One of the significant components of treating chronic pain issues is to find the right type of pain medication to allow the person to function reasonably well in their daily lives. While some individuals utilize over-the-counter pain medication with good results, others need something stronger to deal with their daily pain.

Non-Steroidal Anti-inflammatory Drugs (NSAIDs)

Over-the-counter medications are used to treat some types of chronic discomfort. NSAIDs such as Ibuprofen and Naproxen Sodium have chemicals which reduce inflammation in the body to help relieve pain. A doctor may recommend taking a suggested amount of either of these store-bought medications to treat a person’s continual pain. Or, the physician may combine an NSAID with a prescription to deal with some types of routine pain like arthritis pain. Patients should disclose to their doctors all medications, herbs, and supplements taken to avoid accidentally taking too much of one type of drug. COX-2 inhibitors, available by prescription only, may also be used to reduce persistent pain.

Opioids

For people with more extreme levels of continual pain, a physician might prescribe an opioid medication. Opioids, which are also called narcotics, provide a change to the way the brain receives the message that the body is in pain. Some types of opioid pain relievers are:

  • Oxycodone.
  • Tramadol.
  • Morphine.
  • Fentanyl.

Anti-Depressants for Pain

Anti-depressants remain frequently used to help individuals who have clinical depression. Anti-depressants work to relieve pain by the way they change chemicals in the body. Three types of anti-depressants exist these days: TCAs (tricyclic anti-depressants), SNRIs (serotonin and norepinephrine reuptake inhibitors), and SSRIs (selective serotonin reuptake inhibitors). TCAs, such as amitriptyline hydrochloride and nortriptyline, work by raising the level of chemical messengers in a person’s neurotransmitters. SNRIs such as Effexor and Cymbalta work by changing the way the body absorbs neurotransmitters. SSRIs don’t work that well for people who need pain relief and aren’t usually prescribed for that purpose.
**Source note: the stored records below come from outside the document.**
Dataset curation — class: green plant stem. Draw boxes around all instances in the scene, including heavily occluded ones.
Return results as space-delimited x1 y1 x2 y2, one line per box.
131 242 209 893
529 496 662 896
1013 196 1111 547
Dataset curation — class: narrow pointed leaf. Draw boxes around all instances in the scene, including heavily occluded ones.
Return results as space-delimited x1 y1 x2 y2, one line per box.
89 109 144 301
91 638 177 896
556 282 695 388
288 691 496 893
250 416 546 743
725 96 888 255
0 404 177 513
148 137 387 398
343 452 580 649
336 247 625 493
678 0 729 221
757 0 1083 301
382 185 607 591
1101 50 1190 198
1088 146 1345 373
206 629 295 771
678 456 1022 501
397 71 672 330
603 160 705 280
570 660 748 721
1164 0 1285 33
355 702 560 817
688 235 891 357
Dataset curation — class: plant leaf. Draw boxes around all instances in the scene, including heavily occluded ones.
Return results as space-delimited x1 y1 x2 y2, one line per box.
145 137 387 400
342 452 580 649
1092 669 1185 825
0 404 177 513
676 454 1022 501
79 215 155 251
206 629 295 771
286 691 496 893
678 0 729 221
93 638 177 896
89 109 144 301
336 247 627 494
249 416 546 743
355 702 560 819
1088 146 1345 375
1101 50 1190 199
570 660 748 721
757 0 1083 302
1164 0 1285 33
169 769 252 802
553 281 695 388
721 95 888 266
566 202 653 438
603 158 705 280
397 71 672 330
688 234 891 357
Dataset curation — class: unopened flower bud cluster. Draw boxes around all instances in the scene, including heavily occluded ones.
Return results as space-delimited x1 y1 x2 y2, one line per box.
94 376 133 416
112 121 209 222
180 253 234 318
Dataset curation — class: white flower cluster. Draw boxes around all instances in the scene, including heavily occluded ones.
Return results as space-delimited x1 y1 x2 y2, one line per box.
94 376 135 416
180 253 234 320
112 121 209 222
Anti-seizure Medications for Pain Relief

Anti-convulsants, also known as anti-seizure or anti-epileptic medicines, work to slow the nerve signals that send pain messages to the brain. People with diabetic neuropathy or fibromyalgia who take these drugs find their pain levels reduced when taking the pills. Two examples of this type of treatment include taking Lyrica and gabapentin.

Corticosteroids

Doctors sometimes use corticosteroids for chronic discomfort issues if NSAIDs don’t work well. Steroids work by stopping chemicals in a person’s body from producing inflammation. Taking steroids is used to treat such chronic discomfort issues as rheumatoid arthritis, migraines, and osteoarthritis. Prednisone and decadron are two frequently used examples of steroids used for individuals with constant discomfort.

Muscle Relaxants

Muscle relaxants sooth and relax muscles. When the muscles relax, pain due to muscle spasms and other muscle problems gets relieved. While most physicians don’t prescribe muscle relaxants such as Soma and Lioresal for pain, these drugs do help give people with fibromyalgia, and lower back pain, temporary relief from stiff, cramping muscles.

Topical Medications

Many drugs absorb well through the skin. Topical analgesics such as a lidocaine patch can soothe a person’s chronic discomfort issues in cases of neuropathy, arthritis and lower back pain. Topical creams such as a capsaicin cream use the heat of chili peppers in cream to reduce pain.

A Chronic Pain Treatment Plan

Every patient needs to be aware of the medications they take and any positive and negative effects each treatment gives. People should work closely with their healthcare team to get the pain relief they need to live a satisfying life.